Each run determines the appropriate action based on service hours (sourced from the IAS /video/v2/service_hours endpoint):

  • Within service hours + VMs deallocated → Start VMs, then run the post-start script (seeds the VMR pool)
  • Outside service hours + VMs running → Deallocate VMs
  • No action needed → Skip
WorkflowEnvironmentTarget Resource Groups
vm-start-stop-test.ymltestrg-node-management-test, rg-node-conference-test
vm-start-stop-prod.ymlprodrg-node-management, rg-node-conference

During maintenance windows (e.g., Pexip upgrades, infrastructure changes), operators should pause the scheduler to prevent it from starting or stopping VMs unexpectedly.

  1. Navigate to the repository → Actions tab
  2. Select the workflow (e.g., “VM Start/Stop Scheduler (Production)”)
  3. Click the menu (top right of the workflow page)
  4. Select Disable workflow
Terminal window
# Disable the production scheduler
gh workflow disable "vm-start-stop-prod.yml" --repo Maximus-Canada/verify-by-video
# Disable the test scheduler
gh workflow disable "vm-start-stop-test.yml" --repo Maximus-Canada/verify-by-video
  1. Navigate to Actions → select the disabled workflow
  2. Click Enable workflow (banner at top of workflow page)
Terminal window
gh workflow enable "vm-start-stop-prod.yml" --repo Maximus-Canada/verify-by-video
  • Pexip upgrades - VMs must remain on during the upgrade process and not be deallocated by the scheduler
  • Infrastructure maintenance - any Azure operations that require VMs to be in a specific state
  • Troubleshooting - when investigating VM issues and you need to prevent state changes
  • Disabling a workflow prevents all triggers (schedule, manual dispatch, and any other). To run it one-off while disabled, re-enable it, run manually, then disable again.
  • Disabled workflows retain their run history - nothing is lost.
  • Anyone with write access to the repository can disable/enable workflows.
  • Consider notifying the team when disabling a scheduler so others know VMs may be in an unexpected state.

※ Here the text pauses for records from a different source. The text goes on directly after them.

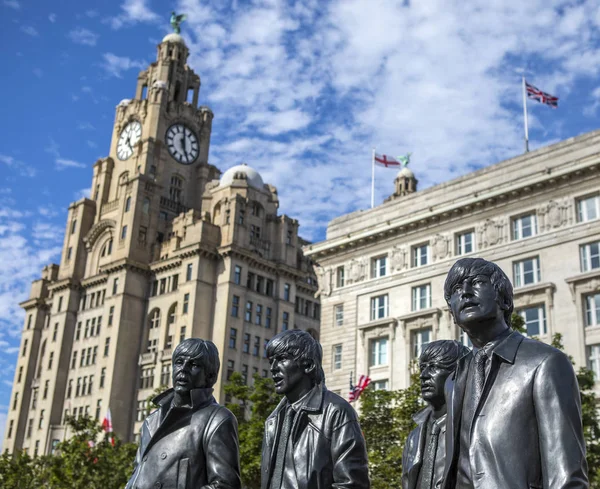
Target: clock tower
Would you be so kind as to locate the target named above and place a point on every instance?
(165, 248)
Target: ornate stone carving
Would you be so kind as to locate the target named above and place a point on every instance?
(323, 280)
(440, 247)
(398, 258)
(491, 232)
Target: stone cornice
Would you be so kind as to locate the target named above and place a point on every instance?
(470, 204)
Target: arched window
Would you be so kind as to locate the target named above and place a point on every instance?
(155, 318)
(175, 190)
(106, 249)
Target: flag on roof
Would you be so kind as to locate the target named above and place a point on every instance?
(356, 390)
(542, 97)
(107, 425)
(387, 161)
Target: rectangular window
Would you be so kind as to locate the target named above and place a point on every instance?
(232, 337)
(379, 266)
(235, 306)
(464, 242)
(420, 339)
(269, 287)
(285, 323)
(258, 316)
(588, 209)
(379, 307)
(592, 310)
(230, 368)
(340, 277)
(590, 256)
(420, 255)
(421, 297)
(594, 360)
(337, 357)
(339, 314)
(524, 226)
(378, 352)
(268, 318)
(526, 272)
(535, 320)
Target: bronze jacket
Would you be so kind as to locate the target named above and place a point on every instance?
(191, 448)
(327, 446)
(412, 456)
(527, 431)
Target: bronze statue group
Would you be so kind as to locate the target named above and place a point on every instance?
(504, 415)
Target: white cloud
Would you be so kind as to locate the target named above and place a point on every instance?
(81, 35)
(438, 79)
(114, 65)
(12, 4)
(62, 164)
(21, 168)
(30, 30)
(133, 11)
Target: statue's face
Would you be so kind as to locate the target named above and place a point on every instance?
(288, 374)
(433, 377)
(474, 300)
(188, 374)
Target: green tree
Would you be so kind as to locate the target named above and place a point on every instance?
(74, 464)
(386, 421)
(251, 406)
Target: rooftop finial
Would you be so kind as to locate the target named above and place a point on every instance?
(176, 21)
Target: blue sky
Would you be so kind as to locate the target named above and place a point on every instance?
(302, 91)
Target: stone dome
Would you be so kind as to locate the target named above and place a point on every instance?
(406, 173)
(242, 172)
(172, 37)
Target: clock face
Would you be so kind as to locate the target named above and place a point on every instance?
(182, 144)
(128, 139)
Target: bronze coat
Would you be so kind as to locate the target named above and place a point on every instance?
(412, 456)
(328, 449)
(527, 430)
(193, 448)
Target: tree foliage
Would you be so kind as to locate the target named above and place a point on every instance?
(251, 406)
(74, 463)
(386, 421)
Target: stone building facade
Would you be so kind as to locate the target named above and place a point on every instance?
(382, 270)
(166, 248)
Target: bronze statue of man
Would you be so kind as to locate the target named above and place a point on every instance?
(312, 439)
(514, 409)
(423, 459)
(189, 441)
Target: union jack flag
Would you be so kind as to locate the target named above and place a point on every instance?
(356, 390)
(542, 97)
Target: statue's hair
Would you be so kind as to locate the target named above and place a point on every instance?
(469, 267)
(444, 353)
(301, 346)
(203, 350)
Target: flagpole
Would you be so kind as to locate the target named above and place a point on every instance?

Both scheduler workflows support workflow_dispatch with override inputs to force specific actions regardless of the schedule:

InputEffect
runScaleDown: trueForce deallocate VMs (bypass schedule check)
runScaleUp: trueForce start VMs (bypass schedule check)
runPostStartScript: trueForce post-start script (bypass schedule check)

This is useful for manually starting VMs outside service hours (e.g., for evening maintenance) without needing to fully enable the scheduler.